Television: Going ‘Mad’

By Annie Wilmer

Television: Going ‘Mad’

After almost a year and a half of waiting, Don Draper fans across the country finally get a fix of television’s favorite corporate mogul. Season five of AMC’s Mad Men opens March 25 with a special two-hour-long premiere event, which creator and executive producer Matthew Weiner describes as a “Mad Men movie.”

The show follows the tumultuous lives of 1960s-era Madison Avenue advertising men and their wives, mistresses, secretaries — well, you get the idea. The program’s businessmen drink during the workday, engage in extramarital relationships, and create scores of shallow advertisements, while the show’s female characters struggle to forge new paths for women during a time of social upheaval.

Promotional trailers for Season 5 proclaimed, “Style is back. Confidence is back. Debauchery is back. Lust is back. Action is back. Don is back.” Needless to say, the Ad Men of Madison Avenue will return. At the end of Season 4, Don, played by Jon Hamm, had just proposed to his cute young secretary; Joan was pregnant with Roger’s baby; and Roger was conspiring to keep Joan’s pregnancy a secret.

For better or worse, the show’s creators have remained remarkably tight-lipped about the new storylines. Weiner is well known for protecting even the smallest plot tidbits from the spoiler-minded press, but he has indicated this season will be full of change and character development, as the glamorous men and women struggle to find stability in the midst of turmoil.

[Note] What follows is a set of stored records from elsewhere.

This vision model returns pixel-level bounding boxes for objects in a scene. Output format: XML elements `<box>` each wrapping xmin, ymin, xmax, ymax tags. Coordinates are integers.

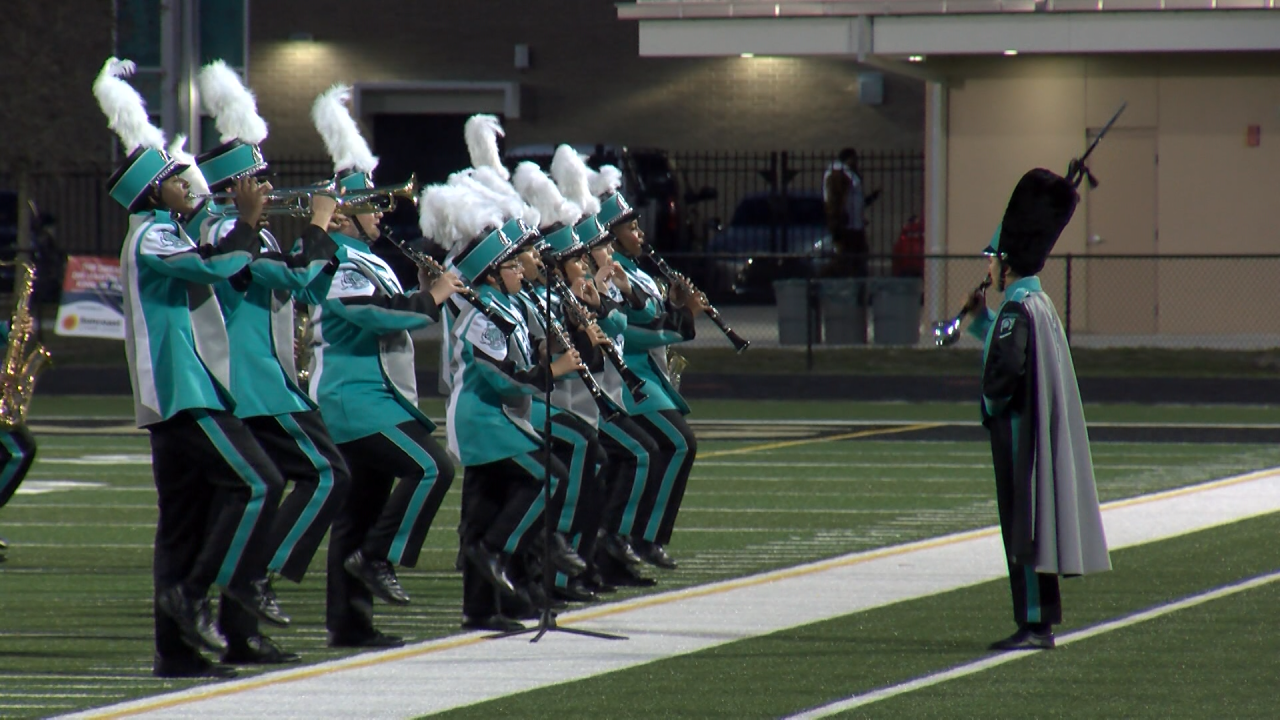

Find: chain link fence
<box><xmin>667</xmin><ymin>254</ymin><xmax>1280</xmax><ymax>350</ymax></box>
<box><xmin>0</xmin><ymin>165</ymin><xmax>1280</xmax><ymax>350</ymax></box>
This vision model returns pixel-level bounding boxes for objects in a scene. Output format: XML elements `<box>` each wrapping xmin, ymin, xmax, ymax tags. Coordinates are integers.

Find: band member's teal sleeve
<box><xmin>250</xmin><ymin>225</ymin><xmax>338</xmax><ymax>292</ymax></box>
<box><xmin>969</xmin><ymin>307</ymin><xmax>996</xmax><ymax>342</ymax></box>
<box><xmin>137</xmin><ymin>220</ymin><xmax>259</xmax><ymax>284</ymax></box>
<box><xmin>325</xmin><ymin>265</ymin><xmax>440</xmax><ymax>334</ymax></box>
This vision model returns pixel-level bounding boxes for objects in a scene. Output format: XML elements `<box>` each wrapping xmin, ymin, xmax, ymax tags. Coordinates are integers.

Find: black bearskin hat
<box><xmin>1000</xmin><ymin>168</ymin><xmax>1080</xmax><ymax>277</ymax></box>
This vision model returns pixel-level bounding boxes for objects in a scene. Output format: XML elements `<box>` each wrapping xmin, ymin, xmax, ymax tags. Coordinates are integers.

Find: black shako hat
<box><xmin>998</xmin><ymin>168</ymin><xmax>1080</xmax><ymax>277</ymax></box>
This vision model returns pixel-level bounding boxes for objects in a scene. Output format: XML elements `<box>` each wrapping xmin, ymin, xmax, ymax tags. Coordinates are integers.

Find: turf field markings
<box><xmin>699</xmin><ymin>423</ymin><xmax>945</xmax><ymax>457</ymax></box>
<box><xmin>788</xmin><ymin>571</ymin><xmax>1280</xmax><ymax>720</ymax></box>
<box><xmin>67</xmin><ymin>469</ymin><xmax>1280</xmax><ymax>717</ymax></box>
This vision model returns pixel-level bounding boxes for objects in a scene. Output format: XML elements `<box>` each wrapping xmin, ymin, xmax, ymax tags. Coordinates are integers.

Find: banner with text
<box><xmin>55</xmin><ymin>256</ymin><xmax>124</xmax><ymax>340</ymax></box>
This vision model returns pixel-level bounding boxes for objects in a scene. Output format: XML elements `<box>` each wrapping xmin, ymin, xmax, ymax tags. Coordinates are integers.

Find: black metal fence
<box><xmin>667</xmin><ymin>254</ymin><xmax>1280</xmax><ymax>350</ymax></box>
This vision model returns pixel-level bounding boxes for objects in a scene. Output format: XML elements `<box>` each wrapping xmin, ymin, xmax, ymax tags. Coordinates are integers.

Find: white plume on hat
<box><xmin>311</xmin><ymin>85</ymin><xmax>378</xmax><ymax>173</ymax></box>
<box><xmin>197</xmin><ymin>60</ymin><xmax>266</xmax><ymax>145</ymax></box>
<box><xmin>417</xmin><ymin>183</ymin><xmax>503</xmax><ymax>252</ymax></box>
<box><xmin>93</xmin><ymin>58</ymin><xmax>164</xmax><ymax>155</ymax></box>
<box><xmin>552</xmin><ymin>145</ymin><xmax>600</xmax><ymax>215</ymax></box>
<box><xmin>462</xmin><ymin>115</ymin><xmax>511</xmax><ymax>181</ymax></box>
<box><xmin>512</xmin><ymin>160</ymin><xmax>582</xmax><ymax>228</ymax></box>
<box><xmin>169</xmin><ymin>135</ymin><xmax>209</xmax><ymax>195</ymax></box>
<box><xmin>586</xmin><ymin>165</ymin><xmax>622</xmax><ymax>197</ymax></box>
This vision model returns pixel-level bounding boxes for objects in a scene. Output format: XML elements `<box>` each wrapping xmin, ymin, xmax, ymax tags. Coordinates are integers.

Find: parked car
<box><xmin>503</xmin><ymin>143</ymin><xmax>696</xmax><ymax>250</ymax></box>
<box><xmin>701</xmin><ymin>192</ymin><xmax>833</xmax><ymax>302</ymax></box>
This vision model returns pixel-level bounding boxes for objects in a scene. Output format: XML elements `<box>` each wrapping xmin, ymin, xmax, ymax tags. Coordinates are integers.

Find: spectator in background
<box><xmin>892</xmin><ymin>215</ymin><xmax>924</xmax><ymax>278</ymax></box>
<box><xmin>822</xmin><ymin>147</ymin><xmax>879</xmax><ymax>278</ymax></box>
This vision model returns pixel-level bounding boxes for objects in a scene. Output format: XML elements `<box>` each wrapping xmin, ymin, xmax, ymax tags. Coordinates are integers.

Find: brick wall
<box><xmin>0</xmin><ymin>0</ymin><xmax>924</xmax><ymax>173</ymax></box>
<box><xmin>0</xmin><ymin>0</ymin><xmax>114</xmax><ymax>173</ymax></box>
<box><xmin>250</xmin><ymin>0</ymin><xmax>924</xmax><ymax>156</ymax></box>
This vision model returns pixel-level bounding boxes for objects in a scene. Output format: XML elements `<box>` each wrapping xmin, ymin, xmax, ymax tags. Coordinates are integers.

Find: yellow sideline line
<box><xmin>90</xmin><ymin>458</ymin><xmax>1277</xmax><ymax>719</ymax></box>
<box><xmin>698</xmin><ymin>423</ymin><xmax>947</xmax><ymax>457</ymax></box>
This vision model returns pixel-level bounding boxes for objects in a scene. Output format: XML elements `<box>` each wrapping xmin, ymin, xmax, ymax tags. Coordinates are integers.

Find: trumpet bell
<box><xmin>933</xmin><ymin>315</ymin><xmax>963</xmax><ymax>347</ymax></box>
<box><xmin>338</xmin><ymin>173</ymin><xmax>419</xmax><ymax>215</ymax></box>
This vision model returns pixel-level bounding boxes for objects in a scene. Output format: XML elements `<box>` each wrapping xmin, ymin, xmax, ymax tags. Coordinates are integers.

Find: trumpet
<box><xmin>933</xmin><ymin>275</ymin><xmax>991</xmax><ymax>347</ymax></box>
<box><xmin>191</xmin><ymin>181</ymin><xmax>338</xmax><ymax>218</ymax></box>
<box><xmin>338</xmin><ymin>173</ymin><xmax>417</xmax><ymax>215</ymax></box>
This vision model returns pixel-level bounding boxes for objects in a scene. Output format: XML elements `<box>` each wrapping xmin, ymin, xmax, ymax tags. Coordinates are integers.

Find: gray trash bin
<box><xmin>872</xmin><ymin>278</ymin><xmax>924</xmax><ymax>345</ymax></box>
<box><xmin>773</xmin><ymin>279</ymin><xmax>822</xmax><ymax>345</ymax></box>
<box><xmin>820</xmin><ymin>278</ymin><xmax>867</xmax><ymax>345</ymax></box>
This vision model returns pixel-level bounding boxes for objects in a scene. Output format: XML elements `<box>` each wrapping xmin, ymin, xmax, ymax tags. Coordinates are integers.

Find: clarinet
<box><xmin>521</xmin><ymin>281</ymin><xmax>621</xmax><ymax>423</ymax></box>
<box><xmin>383</xmin><ymin>232</ymin><xmax>516</xmax><ymax>336</ymax></box>
<box><xmin>637</xmin><ymin>245</ymin><xmax>751</xmax><ymax>354</ymax></box>
<box><xmin>547</xmin><ymin>272</ymin><xmax>649</xmax><ymax>405</ymax></box>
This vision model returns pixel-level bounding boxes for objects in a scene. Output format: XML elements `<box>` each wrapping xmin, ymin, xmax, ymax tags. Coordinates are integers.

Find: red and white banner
<box><xmin>55</xmin><ymin>255</ymin><xmax>124</xmax><ymax>340</ymax></box>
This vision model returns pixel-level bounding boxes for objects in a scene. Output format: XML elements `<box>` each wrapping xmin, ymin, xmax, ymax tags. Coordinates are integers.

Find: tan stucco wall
<box><xmin>929</xmin><ymin>54</ymin><xmax>1280</xmax><ymax>334</ymax></box>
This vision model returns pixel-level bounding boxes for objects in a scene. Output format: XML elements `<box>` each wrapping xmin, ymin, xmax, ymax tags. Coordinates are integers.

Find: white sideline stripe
<box><xmin>786</xmin><ymin>571</ymin><xmax>1280</xmax><ymax>720</ymax></box>
<box><xmin>64</xmin><ymin>468</ymin><xmax>1280</xmax><ymax>720</ymax></box>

A recent promotional video teases viewers with the eventual return of Betty Draper (January Jones), Don’s icy yet glamorous ex-wife. Not to mention, lead actor Hamm directs a few of the episodes for the new season, so audiences can likely expect a more intimate portrayal of Don than we’ve seen in the past.

Unfortunately, fans enter this upcoming season knowing the show’s next season finale might also be one of its last. In 2011, Weiner talked about the ending of the show, but has recently indicated the program will end after it finishes its seventh season.

Weiner wants to close out the show with a modern-day Don Draper, 84 years old, looking back on his time in the 1960s and the decisions he has made in his life.

“I want to leave the show in a place where you have an idea of what it meant and how it’s related to you,” Weiner said. Although this decision will likely tie everything together all too neatly, the seasons so far have demonstrated nothing but artistic genius. If you feel the need to spend time with Don and the rest of the Mad Men clan before the March premier, all four seasons of the stellar show are available for streaming on Netflix.